Todas aquellas gentes que habían dejado como enloquecidas corriendo por la calles de Armero, entre la oscuridad, habían muerto. Ahora yacían bajo una masa de lodo de hasta siete metros de espesor, la tumba más profunda del mundo.

LA LLANURA DE LA MUERTE
El jueves hizo frío como en Bogotá, pero el viernes y el sábado calentó el sol de manera implacable. Entonces se comenzó a endurecer la esa masa de lodo que se extiende a lo largo y ancho de 20 mil hectáreas de llanura tolimense. Debajo yacen sepultados 5 o 20.000 personas. Un hombre por hectárea es tal vez una tumba demasiado grande pero es un poco menos de la tierra que un hombre necesita para vivir. La tierra que jamás ellos tuvieron.

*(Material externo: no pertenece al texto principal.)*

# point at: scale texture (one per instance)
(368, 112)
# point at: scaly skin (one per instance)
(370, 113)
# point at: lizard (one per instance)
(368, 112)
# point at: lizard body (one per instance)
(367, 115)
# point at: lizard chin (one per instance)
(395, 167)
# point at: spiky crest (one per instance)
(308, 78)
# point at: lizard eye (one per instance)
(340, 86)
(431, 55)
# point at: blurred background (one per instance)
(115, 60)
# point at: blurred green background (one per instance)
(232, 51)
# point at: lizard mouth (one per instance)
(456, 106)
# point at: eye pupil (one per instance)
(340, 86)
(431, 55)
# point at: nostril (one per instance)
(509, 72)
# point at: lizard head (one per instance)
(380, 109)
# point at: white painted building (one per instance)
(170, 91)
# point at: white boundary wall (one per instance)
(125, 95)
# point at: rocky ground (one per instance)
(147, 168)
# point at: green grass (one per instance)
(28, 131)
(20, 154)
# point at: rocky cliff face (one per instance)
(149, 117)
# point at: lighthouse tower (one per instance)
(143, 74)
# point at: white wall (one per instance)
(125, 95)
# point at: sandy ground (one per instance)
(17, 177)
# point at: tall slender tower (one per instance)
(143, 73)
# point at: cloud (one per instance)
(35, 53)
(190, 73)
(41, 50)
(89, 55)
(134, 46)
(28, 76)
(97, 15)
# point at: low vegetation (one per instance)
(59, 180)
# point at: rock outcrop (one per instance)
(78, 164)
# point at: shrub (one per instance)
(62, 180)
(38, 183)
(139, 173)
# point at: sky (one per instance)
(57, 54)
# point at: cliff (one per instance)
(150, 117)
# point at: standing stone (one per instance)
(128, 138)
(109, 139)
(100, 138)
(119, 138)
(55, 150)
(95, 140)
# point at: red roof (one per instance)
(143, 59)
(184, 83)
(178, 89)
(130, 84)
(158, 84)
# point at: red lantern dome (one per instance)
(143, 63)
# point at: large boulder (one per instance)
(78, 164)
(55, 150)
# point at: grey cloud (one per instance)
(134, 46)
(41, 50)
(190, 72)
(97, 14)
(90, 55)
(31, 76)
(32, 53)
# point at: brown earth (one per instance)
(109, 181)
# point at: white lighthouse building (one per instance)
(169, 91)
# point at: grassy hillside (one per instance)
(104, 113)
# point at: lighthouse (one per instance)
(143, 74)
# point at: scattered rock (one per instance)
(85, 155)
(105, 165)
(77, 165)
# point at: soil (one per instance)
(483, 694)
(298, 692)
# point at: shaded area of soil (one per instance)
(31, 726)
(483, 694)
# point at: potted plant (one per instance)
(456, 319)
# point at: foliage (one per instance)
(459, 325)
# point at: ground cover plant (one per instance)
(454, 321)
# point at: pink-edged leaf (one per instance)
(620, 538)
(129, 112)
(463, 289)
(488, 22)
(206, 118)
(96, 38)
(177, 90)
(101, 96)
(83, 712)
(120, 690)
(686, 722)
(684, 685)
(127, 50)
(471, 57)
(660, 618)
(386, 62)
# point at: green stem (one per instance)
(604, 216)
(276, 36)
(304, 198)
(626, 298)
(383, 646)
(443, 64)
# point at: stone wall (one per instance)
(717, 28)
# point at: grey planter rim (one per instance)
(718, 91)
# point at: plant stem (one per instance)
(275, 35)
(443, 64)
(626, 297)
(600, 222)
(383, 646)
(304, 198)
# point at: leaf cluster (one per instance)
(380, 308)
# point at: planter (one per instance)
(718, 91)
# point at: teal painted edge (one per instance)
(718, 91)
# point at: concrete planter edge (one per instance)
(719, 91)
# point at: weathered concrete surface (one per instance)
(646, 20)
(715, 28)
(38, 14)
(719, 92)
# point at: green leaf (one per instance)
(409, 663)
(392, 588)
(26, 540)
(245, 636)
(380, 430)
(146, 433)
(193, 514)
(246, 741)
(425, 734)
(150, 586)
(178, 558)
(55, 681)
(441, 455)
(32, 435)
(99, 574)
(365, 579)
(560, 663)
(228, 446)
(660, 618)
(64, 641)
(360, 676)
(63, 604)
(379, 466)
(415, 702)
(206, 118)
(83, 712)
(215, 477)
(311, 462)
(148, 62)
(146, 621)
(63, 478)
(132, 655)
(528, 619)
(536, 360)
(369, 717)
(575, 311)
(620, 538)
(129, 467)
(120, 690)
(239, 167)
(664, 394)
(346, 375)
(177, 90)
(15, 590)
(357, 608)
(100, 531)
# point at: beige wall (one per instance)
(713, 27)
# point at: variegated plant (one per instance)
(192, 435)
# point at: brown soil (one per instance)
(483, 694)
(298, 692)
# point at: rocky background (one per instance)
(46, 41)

Desde la altura, se alcanzan a ver los cadáveres desnudos. También los vehículos destrozados. También los vehículos destrozados. Los árboles retorcidos. Algunos colchones desperdigados. Pero en general, es una superficie limpia, pulida, como una enorme explanada solitaria. Hay mucho silencio y las aves negras de la carroña observan desde los árboles distantes, pero están como temerosas de sobrevolar sobre aquella llanura solitaria.
Un olor a azufre y otro olor innombrable se levantan de esta vasta llanura de la muerte. En una de sus fronteras, donde el lodazal de color amarillento y pardo limita con los cultivos de arroz, rucios ahora por la arena que los llovió, se observa a unos campesinos que cavan un hueco muy grande para sepultar allí los cadáveres que quedaron en las orillas.
También se observan en los potreros las personas que desnudas, pero como momias cubiertas de barro deambulan con los ojos enrojecidos y como dementes errantes, se quedan paralizadas cuando tropiezan con alguien que vaya vestido, porque tal vez piensan que los anormales son los otros.
Sobre esta vasta soledad de muerte no se escucha tanto llanto. Murieron o sobrevivieron hombres tolimenses, la mayoría pobres, hombres sin tierra, peones del campo, curtidos por el trabajo y por todas las violencias. Murieron porque la naturaleza se desbocó, también porque el Estado Colombiano no fue capaz de dinamitar una falsa represa sobre el río Lagunilla o colocar sistemas de alarmas sobre el río, cuando se sabía que si había deshielo, Armero iba a ser borrado de la faz del mundo.
Entonces cuando se lleva sangre tolimense en las venas, sangre nacida allí en las montañas arriba de Armero, se siente rabia contra todo, contra Dios, Marx y sobre todo el Estado. También se siente uno como una hiena por tener que haber visto este horror y después tener que pasarla a máquina.»